At 8.15pm on April 19th, the police had eyes on a man corned in a boat. A Massachusetts State Police helicopter, equipped with a thermal imaging camera, recorded an infrared video clearly showing the outline of the suspect hiding under some plastic sheeting. The camera operator reported details of the suspect’s movements to colleagues on the ground to allow for the negotiators to get in safely. A robot was also used to lift the tarpaulin boat cover to enable police detectives to approach the suspect securely. During a news conference, Police Colonel Timothy Alben commended the thermal imaging technologies as a key element of the operation.
So how does it work? The camera in question was the FLIR Star Safire, an H-D surveillance system costing around £350,000, though cheaper, less accurate cameras can be purchased on the internet for around £1000. The Star Safire uses a combination of a laser rangefinder and thermal imaging sensor which combine to give very precise images of surface temperature. Luckily for the Massachusetts operation, the tarpaulin boat cover was thin enough that some heat was transmitting through it, enabling the camera operator to detect a clear heat signature.
Even more recently, Oklahoma police have used handheld thermal cameras in the wake of the enormous tornado which ripped through the city of Moore earlier this week. A vital tool in the rescue effort, thermal imaging cameras allow the first emergency responders on the scene to access areas which would otherwise be hazardous or impenetrable.
The tools have a varied array of uses, from search and rescue to hidden fire identification, though unfortunately do not allow rescuers to see through walls. This was cited as a downside by Bob Athanas, of the New York City Fire Department, in an interview with CBS News. He commented that the uses for the technology are ‘limited,’ as the cameras are unlikely to pick up on people stuck in pockets inside the wreckage.
These days, thermal imaging cameras have been rolled out in most emergency service units, but there are many more everyday uses of infrared systems.

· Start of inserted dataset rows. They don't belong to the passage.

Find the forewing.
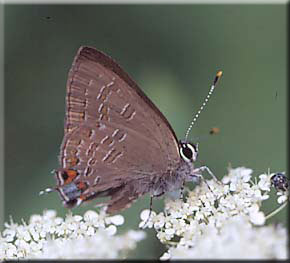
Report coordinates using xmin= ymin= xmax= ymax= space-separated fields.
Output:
xmin=63 ymin=46 xmax=180 ymax=174
xmin=58 ymin=46 xmax=181 ymax=209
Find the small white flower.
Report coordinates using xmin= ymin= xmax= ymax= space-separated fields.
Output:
xmin=156 ymin=231 xmax=167 ymax=243
xmin=249 ymin=211 xmax=266 ymax=225
xmin=153 ymin=213 xmax=166 ymax=229
xmin=140 ymin=209 xmax=151 ymax=221
xmin=105 ymin=225 xmax=117 ymax=236
xmin=107 ymin=215 xmax=124 ymax=226
xmin=29 ymin=215 xmax=42 ymax=224
xmin=160 ymin=252 xmax=171 ymax=260
xmin=139 ymin=209 xmax=156 ymax=228
xmin=86 ymin=226 xmax=95 ymax=236
xmin=277 ymin=193 xmax=288 ymax=204
xmin=84 ymin=210 xmax=99 ymax=221
xmin=258 ymin=173 xmax=272 ymax=191
xmin=3 ymin=219 xmax=18 ymax=242
xmin=126 ymin=230 xmax=146 ymax=242
xmin=5 ymin=243 xmax=18 ymax=258
xmin=229 ymin=167 xmax=253 ymax=182
xmin=222 ymin=175 xmax=230 ymax=184
xmin=164 ymin=228 xmax=175 ymax=240
xmin=43 ymin=210 xmax=57 ymax=220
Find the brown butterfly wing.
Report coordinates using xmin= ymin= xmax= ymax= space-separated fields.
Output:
xmin=58 ymin=46 xmax=180 ymax=212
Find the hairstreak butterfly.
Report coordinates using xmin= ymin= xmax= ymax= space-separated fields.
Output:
xmin=41 ymin=46 xmax=222 ymax=213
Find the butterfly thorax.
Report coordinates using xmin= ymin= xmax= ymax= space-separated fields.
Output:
xmin=149 ymin=141 xmax=199 ymax=196
xmin=150 ymin=159 xmax=195 ymax=196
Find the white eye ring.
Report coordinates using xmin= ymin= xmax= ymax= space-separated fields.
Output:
xmin=179 ymin=143 xmax=196 ymax=162
xmin=180 ymin=147 xmax=190 ymax=162
xmin=186 ymin=143 xmax=196 ymax=155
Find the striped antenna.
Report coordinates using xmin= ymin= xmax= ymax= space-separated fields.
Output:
xmin=185 ymin=70 xmax=223 ymax=140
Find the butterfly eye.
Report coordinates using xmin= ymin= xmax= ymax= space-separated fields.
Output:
xmin=179 ymin=143 xmax=197 ymax=162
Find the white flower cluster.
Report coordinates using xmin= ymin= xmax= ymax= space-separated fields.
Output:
xmin=140 ymin=167 xmax=288 ymax=259
xmin=0 ymin=209 xmax=145 ymax=260
xmin=161 ymin=216 xmax=287 ymax=260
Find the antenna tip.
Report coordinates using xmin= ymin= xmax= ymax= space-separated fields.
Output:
xmin=216 ymin=70 xmax=223 ymax=78
xmin=213 ymin=70 xmax=223 ymax=86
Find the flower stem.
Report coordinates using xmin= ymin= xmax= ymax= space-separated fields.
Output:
xmin=265 ymin=202 xmax=288 ymax=220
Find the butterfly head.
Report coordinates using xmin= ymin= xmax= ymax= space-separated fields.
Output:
xmin=179 ymin=140 xmax=198 ymax=163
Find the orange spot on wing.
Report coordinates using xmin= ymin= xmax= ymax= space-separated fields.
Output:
xmin=67 ymin=169 xmax=77 ymax=177
xmin=77 ymin=181 xmax=87 ymax=190
xmin=65 ymin=169 xmax=78 ymax=183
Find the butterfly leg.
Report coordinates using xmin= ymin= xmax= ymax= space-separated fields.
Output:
xmin=190 ymin=166 xmax=223 ymax=201
xmin=192 ymin=165 xmax=219 ymax=182
xmin=188 ymin=169 xmax=216 ymax=195
xmin=140 ymin=195 xmax=154 ymax=229
xmin=140 ymin=191 xmax=166 ymax=229
xmin=180 ymin=181 xmax=185 ymax=200
xmin=147 ymin=195 xmax=154 ymax=222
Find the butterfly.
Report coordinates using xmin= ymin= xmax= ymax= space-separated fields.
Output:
xmin=43 ymin=46 xmax=222 ymax=213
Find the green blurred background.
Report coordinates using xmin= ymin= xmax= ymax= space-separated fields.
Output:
xmin=4 ymin=4 xmax=287 ymax=259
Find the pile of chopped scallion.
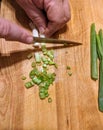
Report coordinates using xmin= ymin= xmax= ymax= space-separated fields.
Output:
xmin=23 ymin=44 xmax=57 ymax=101
xmin=21 ymin=43 xmax=72 ymax=102
xmin=22 ymin=32 xmax=72 ymax=102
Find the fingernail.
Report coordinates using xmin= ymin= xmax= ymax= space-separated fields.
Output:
xmin=26 ymin=36 xmax=33 ymax=44
xmin=39 ymin=27 xmax=45 ymax=34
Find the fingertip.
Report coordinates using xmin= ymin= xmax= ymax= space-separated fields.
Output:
xmin=26 ymin=36 xmax=33 ymax=44
xmin=44 ymin=28 xmax=50 ymax=37
xmin=38 ymin=27 xmax=45 ymax=34
xmin=44 ymin=28 xmax=53 ymax=37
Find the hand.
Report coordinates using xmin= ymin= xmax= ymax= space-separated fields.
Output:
xmin=16 ymin=0 xmax=71 ymax=37
xmin=0 ymin=18 xmax=33 ymax=44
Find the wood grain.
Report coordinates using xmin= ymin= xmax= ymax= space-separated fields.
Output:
xmin=0 ymin=0 xmax=103 ymax=130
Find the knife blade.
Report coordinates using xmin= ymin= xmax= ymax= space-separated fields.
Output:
xmin=33 ymin=36 xmax=82 ymax=46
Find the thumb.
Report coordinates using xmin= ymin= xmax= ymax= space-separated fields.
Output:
xmin=0 ymin=18 xmax=33 ymax=44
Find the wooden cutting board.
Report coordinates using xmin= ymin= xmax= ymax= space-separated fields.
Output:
xmin=0 ymin=0 xmax=103 ymax=130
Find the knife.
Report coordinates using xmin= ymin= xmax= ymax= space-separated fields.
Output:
xmin=33 ymin=36 xmax=82 ymax=46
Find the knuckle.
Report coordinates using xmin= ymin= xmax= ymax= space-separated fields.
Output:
xmin=20 ymin=32 xmax=27 ymax=41
xmin=64 ymin=15 xmax=71 ymax=23
xmin=29 ymin=15 xmax=43 ymax=27
xmin=53 ymin=14 xmax=71 ymax=25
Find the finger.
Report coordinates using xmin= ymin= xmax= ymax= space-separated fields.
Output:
xmin=26 ymin=8 xmax=47 ymax=34
xmin=44 ymin=0 xmax=71 ymax=37
xmin=0 ymin=18 xmax=33 ymax=44
xmin=44 ymin=22 xmax=64 ymax=37
xmin=16 ymin=0 xmax=47 ymax=34
xmin=63 ymin=0 xmax=71 ymax=20
xmin=32 ymin=0 xmax=44 ymax=10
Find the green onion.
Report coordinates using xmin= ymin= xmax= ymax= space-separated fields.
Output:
xmin=67 ymin=66 xmax=71 ymax=70
xmin=25 ymin=81 xmax=34 ymax=88
xmin=41 ymin=44 xmax=47 ymax=54
xmin=39 ymin=92 xmax=46 ymax=99
xmin=48 ymin=97 xmax=52 ymax=103
xmin=47 ymin=50 xmax=54 ymax=60
xmin=98 ymin=60 xmax=103 ymax=112
xmin=32 ymin=77 xmax=42 ymax=85
xmin=68 ymin=72 xmax=72 ymax=76
xmin=45 ymin=93 xmax=49 ymax=97
xmin=29 ymin=68 xmax=39 ymax=78
xmin=24 ymin=41 xmax=57 ymax=101
xmin=99 ymin=29 xmax=103 ymax=49
xmin=54 ymin=63 xmax=58 ymax=69
xmin=31 ymin=62 xmax=36 ymax=68
xmin=48 ymin=61 xmax=55 ymax=65
xmin=35 ymin=53 xmax=41 ymax=63
xmin=21 ymin=76 xmax=26 ymax=80
xmin=96 ymin=32 xmax=103 ymax=112
xmin=90 ymin=23 xmax=98 ymax=80
xmin=42 ymin=57 xmax=48 ymax=63
xmin=39 ymin=87 xmax=46 ymax=93
xmin=43 ymin=64 xmax=47 ymax=68
xmin=96 ymin=34 xmax=103 ymax=59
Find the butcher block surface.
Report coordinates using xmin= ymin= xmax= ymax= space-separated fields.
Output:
xmin=1 ymin=0 xmax=103 ymax=130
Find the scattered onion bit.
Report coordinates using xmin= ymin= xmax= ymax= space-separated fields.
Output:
xmin=21 ymin=76 xmax=26 ymax=80
xmin=48 ymin=97 xmax=52 ymax=103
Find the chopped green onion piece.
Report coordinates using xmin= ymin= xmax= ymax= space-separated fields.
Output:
xmin=39 ymin=92 xmax=46 ymax=99
xmin=54 ymin=63 xmax=58 ymax=69
xmin=67 ymin=66 xmax=71 ymax=70
xmin=48 ymin=97 xmax=52 ymax=103
xmin=39 ymin=87 xmax=45 ymax=93
xmin=52 ymin=73 xmax=56 ymax=76
xmin=41 ymin=45 xmax=47 ymax=53
xmin=31 ymin=62 xmax=36 ymax=68
xmin=25 ymin=81 xmax=34 ymax=88
xmin=41 ymin=44 xmax=46 ymax=49
xmin=44 ymin=61 xmax=49 ymax=65
xmin=45 ymin=93 xmax=49 ymax=97
xmin=42 ymin=57 xmax=48 ymax=63
xmin=35 ymin=53 xmax=41 ymax=63
xmin=27 ymin=53 xmax=33 ymax=59
xmin=43 ymin=51 xmax=47 ymax=55
xmin=47 ymin=50 xmax=54 ymax=60
xmin=49 ymin=50 xmax=54 ymax=55
xmin=43 ymin=64 xmax=47 ymax=68
xmin=44 ymin=89 xmax=48 ymax=94
xmin=68 ymin=72 xmax=72 ymax=76
xmin=32 ymin=77 xmax=42 ymax=85
xmin=48 ymin=60 xmax=55 ymax=65
xmin=21 ymin=76 xmax=26 ymax=80
xmin=29 ymin=68 xmax=39 ymax=78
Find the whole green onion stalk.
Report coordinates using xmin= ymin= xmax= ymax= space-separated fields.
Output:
xmin=96 ymin=31 xmax=103 ymax=112
xmin=90 ymin=23 xmax=98 ymax=80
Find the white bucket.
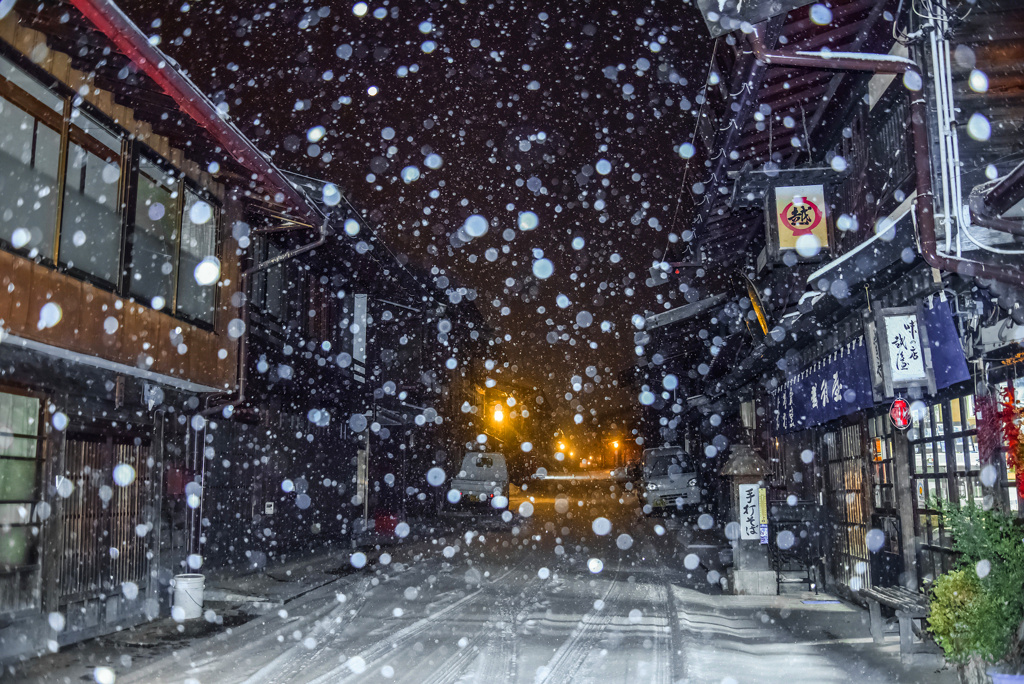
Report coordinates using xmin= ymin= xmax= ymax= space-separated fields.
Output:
xmin=171 ymin=573 xmax=205 ymax=620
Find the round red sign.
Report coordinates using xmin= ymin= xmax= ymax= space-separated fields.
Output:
xmin=780 ymin=198 xmax=823 ymax=236
xmin=890 ymin=398 xmax=911 ymax=430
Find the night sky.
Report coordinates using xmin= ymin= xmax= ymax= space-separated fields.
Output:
xmin=129 ymin=0 xmax=714 ymax=425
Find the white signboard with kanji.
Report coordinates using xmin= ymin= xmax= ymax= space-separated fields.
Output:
xmin=870 ymin=306 xmax=936 ymax=398
xmin=738 ymin=483 xmax=760 ymax=540
xmin=883 ymin=313 xmax=926 ymax=383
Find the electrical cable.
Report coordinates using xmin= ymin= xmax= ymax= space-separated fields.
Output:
xmin=663 ymin=36 xmax=720 ymax=264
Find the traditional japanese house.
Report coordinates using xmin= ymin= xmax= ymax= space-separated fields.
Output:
xmin=0 ymin=0 xmax=327 ymax=660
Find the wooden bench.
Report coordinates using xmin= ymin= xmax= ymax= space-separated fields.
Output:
xmin=861 ymin=586 xmax=931 ymax=663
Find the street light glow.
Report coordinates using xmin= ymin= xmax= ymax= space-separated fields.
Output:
xmin=493 ymin=407 xmax=504 ymax=422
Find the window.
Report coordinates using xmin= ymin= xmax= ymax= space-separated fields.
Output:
xmin=129 ymin=156 xmax=179 ymax=308
xmin=0 ymin=389 xmax=41 ymax=570
xmin=252 ymin=237 xmax=289 ymax=324
xmin=0 ymin=56 xmax=62 ymax=260
xmin=995 ymin=377 xmax=1024 ymax=513
xmin=0 ymin=52 xmax=221 ymax=326
xmin=822 ymin=423 xmax=869 ymax=591
xmin=59 ymin=112 xmax=123 ymax=283
xmin=909 ymin=393 xmax=981 ymax=586
xmin=868 ymin=413 xmax=896 ymax=512
xmin=176 ymin=188 xmax=218 ymax=322
xmin=128 ymin=159 xmax=220 ymax=324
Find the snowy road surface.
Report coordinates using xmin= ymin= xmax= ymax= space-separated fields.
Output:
xmin=23 ymin=478 xmax=951 ymax=684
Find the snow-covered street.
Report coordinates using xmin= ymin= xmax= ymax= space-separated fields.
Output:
xmin=20 ymin=479 xmax=954 ymax=684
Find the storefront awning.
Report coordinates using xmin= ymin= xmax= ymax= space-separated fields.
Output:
xmin=769 ymin=337 xmax=874 ymax=434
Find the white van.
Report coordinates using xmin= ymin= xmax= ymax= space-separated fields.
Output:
xmin=450 ymin=452 xmax=508 ymax=504
xmin=640 ymin=446 xmax=701 ymax=511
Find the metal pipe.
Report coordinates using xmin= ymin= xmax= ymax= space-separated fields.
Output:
xmin=748 ymin=25 xmax=1024 ymax=288
xmin=984 ymin=159 xmax=1024 ymax=217
xmin=245 ymin=214 xmax=329 ymax=276
xmin=69 ymin=0 xmax=322 ymax=226
xmin=251 ymin=222 xmax=308 ymax=235
xmin=969 ymin=191 xmax=1024 ymax=237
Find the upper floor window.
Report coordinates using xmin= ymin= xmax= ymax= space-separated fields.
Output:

Audi, for example, introduced a revolutionary ‘Night View Assist’ feature on the Audi A8 vehicles in 2010. The function captures thermal radiation output using a thermographic camera built into the car behind the iconic four-ring symbol at the front. If the car detects a heat signature from a person or animal which is moving in a way that might cause a collision, the system delivers an audible warning to the driver.
Infrared light technology has advanced exponentially over the last ten years and is now much more portable and also drastically cheaper to purchase. With uses ranging from pest control to saving human lives, the thermal imaging camera is an increasingly vital tool in many modern industries.